George Osborne has backed the wrong Asian emerging market horse
Give him his due; George Osborne is a clever man. He has rightly seen that a becalmed EU will not provide the UK with exciting new macroeconomic avenues for growth – for that he must look eastwards. This brainwave amounts to a massive macroeconomic and geostrategic shift for Britain, and is entirely in line with the new power realities of the world. I kept thinking of all this as I watched the British government fete Chinese President Xi Jinping to an almost embarrassing degree on his state visit last week. But there’s one basic problem with the chancellor’s master plan: he’s picked the wrong emerging Asian market to woo.
Beijing remains a rising power, likely – despite all its many problems – to continue to increasingly count in our new era. According to PwC, in 2000, EU countries together accounted for 25 per cent of global GDP, trailed closely by the US at 23 per cent, with China bringing up the rear at 7 per cent. By 2030, a blink of an eye in historical terms, these numbers are set to be dramatically reversed, with China accounting for 19 per cent of global GDP, the US 16 per cent, the EU countries 15 per cent, and India (up until now a blip on the global economic screen) 9 per cent.
So far, so good. But there are real macroeconomic and strategic problems in betting so strongly on the Chinese racehorse. First, the mandarins in Beijing have rightfully acknowledged that they are through the phase of easy catch-up growth.
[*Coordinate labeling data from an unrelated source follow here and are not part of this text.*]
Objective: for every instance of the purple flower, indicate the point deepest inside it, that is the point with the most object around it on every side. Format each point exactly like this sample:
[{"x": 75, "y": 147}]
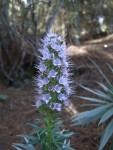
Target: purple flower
[
  {"x": 66, "y": 102},
  {"x": 38, "y": 103},
  {"x": 58, "y": 88},
  {"x": 52, "y": 74},
  {"x": 60, "y": 39},
  {"x": 42, "y": 67},
  {"x": 42, "y": 82},
  {"x": 53, "y": 45},
  {"x": 57, "y": 62},
  {"x": 56, "y": 106},
  {"x": 61, "y": 97},
  {"x": 52, "y": 83},
  {"x": 63, "y": 80},
  {"x": 46, "y": 98}
]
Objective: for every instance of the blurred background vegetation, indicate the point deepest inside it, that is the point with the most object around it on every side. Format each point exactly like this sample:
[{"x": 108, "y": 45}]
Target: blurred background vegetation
[{"x": 24, "y": 22}]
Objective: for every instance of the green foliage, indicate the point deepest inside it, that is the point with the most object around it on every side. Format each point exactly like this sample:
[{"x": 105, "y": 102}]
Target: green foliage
[
  {"x": 46, "y": 139},
  {"x": 103, "y": 113}
]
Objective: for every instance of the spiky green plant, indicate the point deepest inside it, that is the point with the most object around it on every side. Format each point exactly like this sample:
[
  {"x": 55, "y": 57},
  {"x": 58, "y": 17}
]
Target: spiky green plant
[{"x": 103, "y": 113}]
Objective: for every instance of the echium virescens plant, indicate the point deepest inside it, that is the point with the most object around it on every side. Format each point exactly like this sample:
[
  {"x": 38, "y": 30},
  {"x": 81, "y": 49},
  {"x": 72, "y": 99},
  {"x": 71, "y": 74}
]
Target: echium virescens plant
[{"x": 52, "y": 94}]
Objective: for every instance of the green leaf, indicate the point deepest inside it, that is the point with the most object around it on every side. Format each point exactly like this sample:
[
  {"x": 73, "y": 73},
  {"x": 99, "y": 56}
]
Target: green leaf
[
  {"x": 3, "y": 97},
  {"x": 106, "y": 115},
  {"x": 107, "y": 134},
  {"x": 105, "y": 88}
]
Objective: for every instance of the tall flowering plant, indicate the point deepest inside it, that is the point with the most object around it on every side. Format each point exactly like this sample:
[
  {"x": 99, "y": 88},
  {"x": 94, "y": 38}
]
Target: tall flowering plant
[{"x": 52, "y": 94}]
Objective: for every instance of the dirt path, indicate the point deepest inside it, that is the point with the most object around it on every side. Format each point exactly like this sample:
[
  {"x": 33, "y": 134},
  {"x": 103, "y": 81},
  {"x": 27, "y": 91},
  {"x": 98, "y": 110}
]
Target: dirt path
[{"x": 17, "y": 111}]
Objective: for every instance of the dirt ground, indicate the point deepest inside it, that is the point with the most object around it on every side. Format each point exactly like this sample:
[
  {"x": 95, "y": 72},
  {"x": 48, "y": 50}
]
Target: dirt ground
[{"x": 18, "y": 110}]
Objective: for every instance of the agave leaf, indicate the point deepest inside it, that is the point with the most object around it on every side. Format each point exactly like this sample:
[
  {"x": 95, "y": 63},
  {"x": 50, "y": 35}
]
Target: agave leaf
[
  {"x": 106, "y": 135},
  {"x": 105, "y": 88},
  {"x": 3, "y": 97},
  {"x": 106, "y": 115},
  {"x": 103, "y": 95},
  {"x": 92, "y": 99}
]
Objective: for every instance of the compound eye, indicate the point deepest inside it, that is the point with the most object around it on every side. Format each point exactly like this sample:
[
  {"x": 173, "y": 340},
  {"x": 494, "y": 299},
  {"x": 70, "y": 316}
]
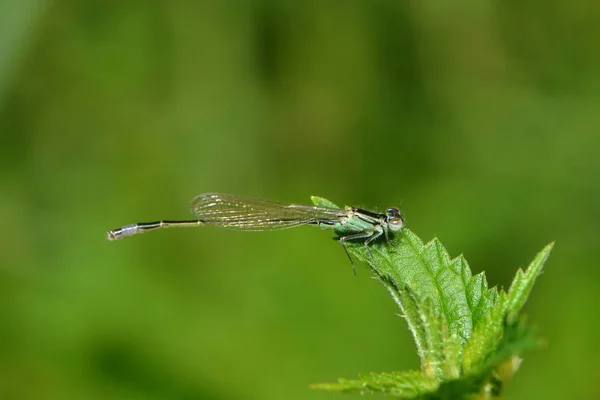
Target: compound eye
[{"x": 394, "y": 218}]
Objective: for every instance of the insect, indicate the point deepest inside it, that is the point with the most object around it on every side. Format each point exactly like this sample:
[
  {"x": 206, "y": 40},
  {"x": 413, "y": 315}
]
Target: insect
[{"x": 249, "y": 214}]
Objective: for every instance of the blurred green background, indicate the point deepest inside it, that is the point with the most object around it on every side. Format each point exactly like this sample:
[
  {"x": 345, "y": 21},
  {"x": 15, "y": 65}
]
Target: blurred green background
[{"x": 481, "y": 119}]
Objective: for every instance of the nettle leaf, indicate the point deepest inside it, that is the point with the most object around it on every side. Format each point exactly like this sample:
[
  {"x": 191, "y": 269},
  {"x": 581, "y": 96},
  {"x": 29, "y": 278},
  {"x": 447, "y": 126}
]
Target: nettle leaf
[{"x": 469, "y": 337}]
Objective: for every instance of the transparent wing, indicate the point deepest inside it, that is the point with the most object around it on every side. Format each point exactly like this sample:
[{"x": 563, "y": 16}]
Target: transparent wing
[{"x": 245, "y": 213}]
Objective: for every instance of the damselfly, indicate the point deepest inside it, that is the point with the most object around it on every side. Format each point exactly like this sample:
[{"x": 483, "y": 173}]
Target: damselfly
[{"x": 249, "y": 214}]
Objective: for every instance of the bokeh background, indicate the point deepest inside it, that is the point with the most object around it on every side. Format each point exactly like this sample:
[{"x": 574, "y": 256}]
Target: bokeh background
[{"x": 480, "y": 118}]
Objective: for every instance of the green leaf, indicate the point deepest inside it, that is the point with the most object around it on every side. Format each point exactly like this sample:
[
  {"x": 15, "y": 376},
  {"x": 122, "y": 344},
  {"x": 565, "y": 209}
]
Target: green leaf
[
  {"x": 407, "y": 385},
  {"x": 523, "y": 281},
  {"x": 469, "y": 337}
]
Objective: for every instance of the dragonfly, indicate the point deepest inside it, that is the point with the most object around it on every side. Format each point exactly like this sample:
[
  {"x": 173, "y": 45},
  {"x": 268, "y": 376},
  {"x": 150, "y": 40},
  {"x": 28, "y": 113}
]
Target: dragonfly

Growth rates are naturally slowing from northwards of 10 per cent to more sustainable territory in the 5-7 per cent range, as China moves up the value chain, morphing from a manufacturing colossus into an economy more reliant on services and domestic consumption.
Demography is also a huge (and largely underreported problem) that China will have to grapple with. This is a terrible self-inflicted wound, as the One Child Policy – government meddling at its worst – rather than alleviating overpopulation, has dramatically pushed the country down the demographic rabbit hole. In 1995, some 245m Chinese were in their 20s. By 2025, on current trends, there will be only 159m, a whopping decline of 86m within a single generation. As such, there is a real danger that China will get old before it gets rich.
Finally, last week’s slightly over-the-top love fest for Xi has begun to worry America, still by far the most powerful country in the world, as well as being the largest direct investor in the UK. No one in Washington thinks the Cameron government should shun China. However, by appearing to be so ridiculously accommodating to Beijing, London is raising eyebrows in the United States, which has long seen the UK – despite everything – as its best friend in the world. It is an odd time to pick to estrange the Americans, given that a Britain outside of the EU would certainly turn definitively to the US as its primary economic and strategic partner.
But while trade and economic policy are certainly not a zero-sum game, there is another good macroeconomic and strategic reason to question the chancellor’s judgement. This is because, in wooing an authoritarian China so assiduously, a rapidly rising democratic India has rather been forgotten. And over the next generation, I’d venture to say, India is a better economic and strategic bet.
India is the only major emerging market with still favourable demography, allowing it to indulge in easy catch-up growth for years to come. Given the improvement of the relatively new Modi government, India’s growth rate in the second quarter of 2015 was an annualised 7 per cent, already on a par with China. If Prime Minister Modi can win control of the Upper Indian House over time, he can pass the vitally important goods and service tax reform, actually and finally uniting India as a single common market. This would amount to the next big bang globally, and would undoubtedly economically propel New Delhi forward for years to come.
Finally, India is part of the Anglosphere, the democratic nations of the world that share a common British colonial experience. From America to Australia, India to Canada, this is a vital economic and strategic alliance worth exploring in the years ahead, as its members share a common ideological commitment to free markets and free peoples.
I have no problem with Osborne innovatively turning to Asia as the future of the world; I just wish he’d backed the right horse.